ANDREW LAPIN, BYLINE: Good morning.
INSKEEP: What does that mean, that the novel was part of an effort to restore the cathedral?
LAPIN: So Victor Hugo writes "The Hunchback Of Notre Dame" in 1831. The cathedral, by this point, is in a state of neglect and disrepair, still recovering from the French Revolution just a few decades earlier. And he really wants to be, basically, a celebrity advocate for Gothic preservation. And he really wants this architecture to be restored for future generations. When I talked to Catherine Clark, who's a professor of French history at MIT, she told me that Victor Hugo writes this novel as an outcry to try to bring the state of Notre Dame to state attention and public attention and alert everyone that this architectural heritage is falling apart.
INSKEEP: Did it work?
LAPIN: It did work, very well. The book is enormously popular. People really thrill to the story of Quasimodo as, you know, this bell ringer who lives in the in the tower but is also a metaphor for the tower itself. The story is deeply human, and there is a major restoration effort that takes place after the book's publication.
INSKEEP: You know, I'm amazed to hear you talk about the bell tower because part of the story of the fire this week, which we've heard elsewhere on today's program, is firefighters going up into the bell towers, risking their lives for this building and, according to officials, saving the building from much worse damage, maybe heading it off within a very brief period of time. What do you think about when you bring your literary background to that story of this week?
LAPIN: What I think about is how this novel and the later adaptations that arose from it really continues to be this touchstone for so many people in terms of their relationship with Notre Dame. You know, I was asking people on Twitter to share some of their memories of the cathedral, and I was hearing from people saying, well, I remember reading this book and identifying with Quasimodo and visiting the cathedral or sitting at the Shakespeare and Company bookstore just across the Seine from the cathedral. So you see even today, it continues to be something that people really attach to and identify with. And every time people hear the bells of Notre Dame, I gather that, you know, a large number of them are probably thinking about Quasimodo.
INSKEEP: Do you think that is part of the reason that this fire seems to have touched so many hearts, even though no one was killed?
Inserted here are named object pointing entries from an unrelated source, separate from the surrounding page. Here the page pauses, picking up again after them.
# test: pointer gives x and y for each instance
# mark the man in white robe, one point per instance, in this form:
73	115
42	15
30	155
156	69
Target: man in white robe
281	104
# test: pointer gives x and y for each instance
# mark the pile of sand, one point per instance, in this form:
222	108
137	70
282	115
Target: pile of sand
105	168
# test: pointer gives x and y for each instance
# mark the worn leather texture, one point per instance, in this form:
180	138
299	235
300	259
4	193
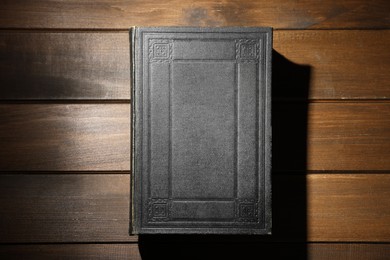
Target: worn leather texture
201	130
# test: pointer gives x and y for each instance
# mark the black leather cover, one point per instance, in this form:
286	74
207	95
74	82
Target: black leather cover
201	130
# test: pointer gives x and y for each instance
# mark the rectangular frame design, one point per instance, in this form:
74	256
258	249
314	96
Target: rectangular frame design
201	130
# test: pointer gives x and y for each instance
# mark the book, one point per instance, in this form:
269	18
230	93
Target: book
201	114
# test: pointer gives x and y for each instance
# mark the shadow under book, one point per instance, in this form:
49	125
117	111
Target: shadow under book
201	118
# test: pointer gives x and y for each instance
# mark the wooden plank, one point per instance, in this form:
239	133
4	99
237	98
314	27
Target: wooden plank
354	206
322	64
70	65
331	136
64	137
311	64
348	136
123	14
317	251
63	208
96	137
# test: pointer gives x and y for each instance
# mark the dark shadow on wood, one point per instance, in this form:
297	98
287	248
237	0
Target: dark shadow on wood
290	88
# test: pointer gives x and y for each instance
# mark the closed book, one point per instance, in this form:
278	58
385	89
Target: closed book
201	114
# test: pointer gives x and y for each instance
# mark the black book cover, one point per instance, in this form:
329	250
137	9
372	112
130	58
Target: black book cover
201	160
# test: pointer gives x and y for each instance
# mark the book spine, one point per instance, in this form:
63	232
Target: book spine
133	218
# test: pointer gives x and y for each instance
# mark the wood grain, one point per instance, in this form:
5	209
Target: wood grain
311	64
124	14
349	136
331	136
96	137
65	208
90	208
64	137
342	64
66	65
317	251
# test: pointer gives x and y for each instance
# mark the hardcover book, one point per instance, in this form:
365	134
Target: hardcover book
201	161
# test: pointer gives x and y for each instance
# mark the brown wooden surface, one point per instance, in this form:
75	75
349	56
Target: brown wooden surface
96	137
123	14
95	208
64	65
348	136
78	51
317	251
65	137
317	64
343	64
LAPIN: I think it's definitely a big part of the reason. You know, people really attach to narratives. And obviously, the cultural history of Notre Dame can't be overstated. But, like, this is a building that has been through many cycles of disrepair and rebuilding. And Victor Hugo spurred on one of those cycles nearly 200 years ago, and it looks like we're entering another cycle now.
INSKEEP: Did you think about Quasimodo when you heard the news?
LAPIN: I did. Well, I thought about a lot of things. But that was definitely one of the things that came to my mind, as I'm sure a lot of people at my age attached to the Disney version of the movie, and then you know, the subsequent stage musicals and the earlier adaptations. And I think Quasimodo and Notre Dame de Paris as a whole are intertwined in a lot of people's minds.
INSKEEP: Mr. Lapin, thanks so much.
LAPIN: Thank you, Steve.
INSKEEP: That's writer and film critic Andrew Lapin.